Gefühlt war ich irgendwie immer unterwegs. Tatsächlich waren es aber 183 Tage, also rund sechs Monate. Die meisten Reisen waren 2013 eher Kurztrips – zwischen ein paar Tagen und zwei Wochen. 2014 begann ähnlich: Anfang des Jahres war ich für ein Wochenende in Brüssel, anschließend eine Woche in den USA, und gerade erst war ich für fünf Wochen in Thailand, um dem deutschen Winter zu entfliehen.
Yvonne lebt Flashpacking, eine Reiseform, die alte und moderne Globetrotter-Elemente miteinander kombiniert. Die Bloggerin reist nie ohne Laptop und Smartphone, meidet klassische Hostelschlafsäle und gönnt sich immer wieder mal etwas Komfort.
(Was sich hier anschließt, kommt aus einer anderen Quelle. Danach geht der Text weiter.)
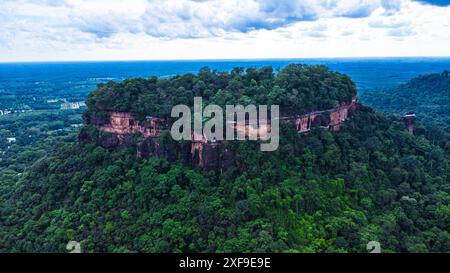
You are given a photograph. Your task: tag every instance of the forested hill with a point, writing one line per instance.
(319, 192)
(428, 96)
(296, 89)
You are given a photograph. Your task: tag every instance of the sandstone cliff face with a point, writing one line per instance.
(331, 119)
(203, 153)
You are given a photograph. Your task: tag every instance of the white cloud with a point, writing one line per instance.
(170, 29)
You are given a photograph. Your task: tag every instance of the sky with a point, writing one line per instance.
(81, 30)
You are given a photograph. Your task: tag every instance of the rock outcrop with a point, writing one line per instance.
(204, 153)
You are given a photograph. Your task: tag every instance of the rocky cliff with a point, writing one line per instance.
(205, 154)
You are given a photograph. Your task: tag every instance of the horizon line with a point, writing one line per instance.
(224, 59)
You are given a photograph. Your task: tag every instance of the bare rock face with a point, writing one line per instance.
(331, 119)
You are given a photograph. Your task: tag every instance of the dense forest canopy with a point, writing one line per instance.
(296, 89)
(319, 192)
(427, 95)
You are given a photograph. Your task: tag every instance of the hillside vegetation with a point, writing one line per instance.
(319, 192)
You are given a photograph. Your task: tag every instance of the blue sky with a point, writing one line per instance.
(55, 30)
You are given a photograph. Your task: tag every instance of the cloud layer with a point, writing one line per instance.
(111, 29)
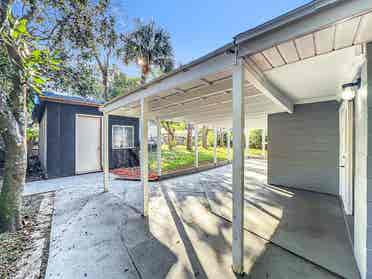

In Thailand warst du ja nicht das erste Mal. Was reizt dich an diesem Land?
Ich mag Thailand einfach gerne, weil es alles bietet: eine faszinierende Kultur, herzliche Menschen, tolle Strände, lebendige Städte, leckeres Essen und eine Infrastruktur, die das Umherreisen so einfach wie fast nirgendwo sonst auf der Welt macht. Obwohl ich jetzt schon mehrfach in Thailand war, gibt es immer noch so viel Neues zu entdecken. Und mit Thailand verbindet mich eine Geschichte, die wortwörtlich unter die Haut geht. 2012 habe ich mir in einem Tempel 60 Kilometer von Bangkok entfernt ein heiliges Sak Yant von einem Mönch stechen lassen. Eine Erinnerung, die mich mein Leben lang begleiten wird. Zudem habe ich gerade mit einer Freundin zusammen einen E-Book-Reiseführer für Südostasien veröffentlicht, in dem ich all meine Geheimtipps mit meinen Lesern teile.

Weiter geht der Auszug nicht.